My to-do list, which I know is currently no more than it was at my last job, feels overwhelming. Consequently, I have spent the last week beating up myself up for not getting enough done, while I find ways to keep myself from doing the things that would make me feel like I had accomplished something. Yes, feeling overwhelmed makes me less productive instead of more productive. We all have our silly ways of making ourselves miserable, and this is mine.

Typically, this is about the time in every semester, when I go through something like this. This time just feels bigger than normal, because I am also feeling the pressure to prove myself at my new job, to adapt to life in a new region, a much smaller town, and to support the DH as he tries to do the same and look for a new job. Do I have a conclusion for all this?  Not really, the only thing I know to do is what I do all the time.  Just get through it.

I know this is something that many people go through when they take a new academic job. I would guess also that people working other places go through it too.  There is always a point in the first year when the reality of a new job starts to wear away the shine on the possibilities of the new job, and that is why I wish I could say, “I did these five things, and it helped me through this funk.”  The reality though is that I don’t have anything better than I just get through it because I have to. Sure, I have tactics to help me get back on track, but mostly they just involve tricking myself, and faking it until I make it.

The primary way I trick myself is by abandoning my To-Do list in favor of recording things on my Emergent Task Planner.
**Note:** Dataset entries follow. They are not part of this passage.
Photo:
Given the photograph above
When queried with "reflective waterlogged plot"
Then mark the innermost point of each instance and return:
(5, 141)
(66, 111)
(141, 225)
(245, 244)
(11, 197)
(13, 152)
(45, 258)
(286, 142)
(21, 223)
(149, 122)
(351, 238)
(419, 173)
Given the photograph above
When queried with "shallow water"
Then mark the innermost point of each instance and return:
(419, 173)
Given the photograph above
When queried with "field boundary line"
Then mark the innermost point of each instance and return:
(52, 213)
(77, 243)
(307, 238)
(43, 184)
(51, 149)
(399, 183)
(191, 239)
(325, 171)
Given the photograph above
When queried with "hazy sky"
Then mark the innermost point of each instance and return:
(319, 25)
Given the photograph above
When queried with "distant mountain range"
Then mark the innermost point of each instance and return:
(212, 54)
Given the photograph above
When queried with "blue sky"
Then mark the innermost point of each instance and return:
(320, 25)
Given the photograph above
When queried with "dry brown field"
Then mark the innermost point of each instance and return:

It helps me focus on what I got done instead of what I thought I should get done. Usually, this tactic allows me to feel a little less overwhelmed, which helps me ease back into a productivity that I am comfortable with.

Changing Locations

Last week, after packing up the house and putting everything on a trailer, we loaded up the animals and said good bye to North Carolina. After three days on the road, we were back in Minnesota and ready to spend a weekend with the In-Laws. Sunday morning we re-loaded the animals for one last four hour car ride, and headed even farther north to our new home in Bemidji.
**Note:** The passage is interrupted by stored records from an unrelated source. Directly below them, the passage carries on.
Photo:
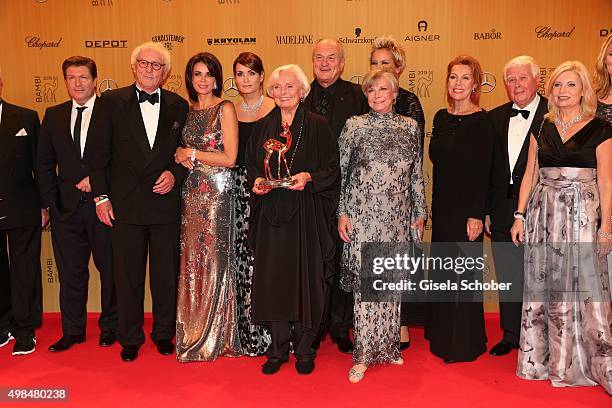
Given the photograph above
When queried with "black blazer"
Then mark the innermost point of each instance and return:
(501, 209)
(56, 149)
(123, 165)
(19, 199)
(348, 101)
It has been a long time since the DH and I lived in Minnesota, even longer since either of us lived this far north. We both have a healthy fear of what this winter will bring, but for now I am basking in the blue of the sky up here.
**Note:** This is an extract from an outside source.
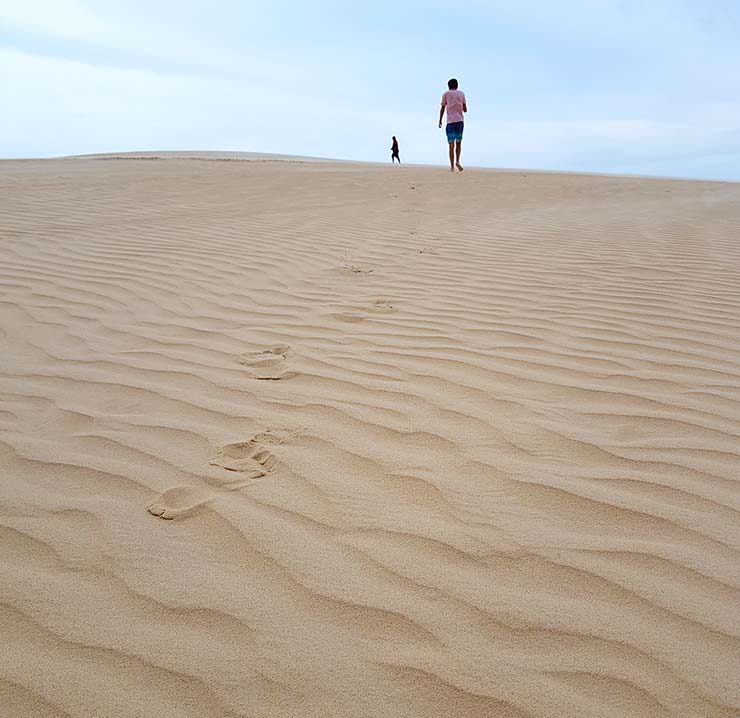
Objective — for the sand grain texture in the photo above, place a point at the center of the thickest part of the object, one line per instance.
(430, 445)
Bemidji Sky 2015I know the blue of North Carolina skies is supposed to be magical and all that, but can you believe this? I love it.

In June I accepted a position at Bemidji State University, and in just ten days I will start there as an Assistant Professor of English/Writing Center Director.  It was a little sad to leave NC State when most of the consultants were off for the summer, but I am excited about this new opportunity.

What I am not excited about just now is the state of my life, which greatly resembles the state of our house.

Unpacking2Unpacking 1

At least everything is finally set up enough that I can write.  Each morning I come into the downstairs office to work on my syllabi. Each morning I have my breakfast and coffee with Ceasescu’s new squirrel friend. (Look past Ceausescu and you can just seem him.)

New Friends

Squirrels are noisy eaters, by the way.

All the animals have acclimated pretty well. The dogs had a long day Tuesday when we unloaded the truck, and the cable guy came to the house.  They were quiet in their crates, but shaking and nervous the whole time.  They all seem to love the extra space in this house though, and the yard.  The dogs LOVE the yard, lots of space to run around in. The DH thinks they know this is home now, but I am not so sure.  I think they are waiting for us to pick them up and put them in the car for another three days.

Maybe I am just projecting my own disbelief and wariness onto the animals. Yes, I left NC State and moved, but I haven’t started the new job yet. It makes everything feel a little unreal and tenuous.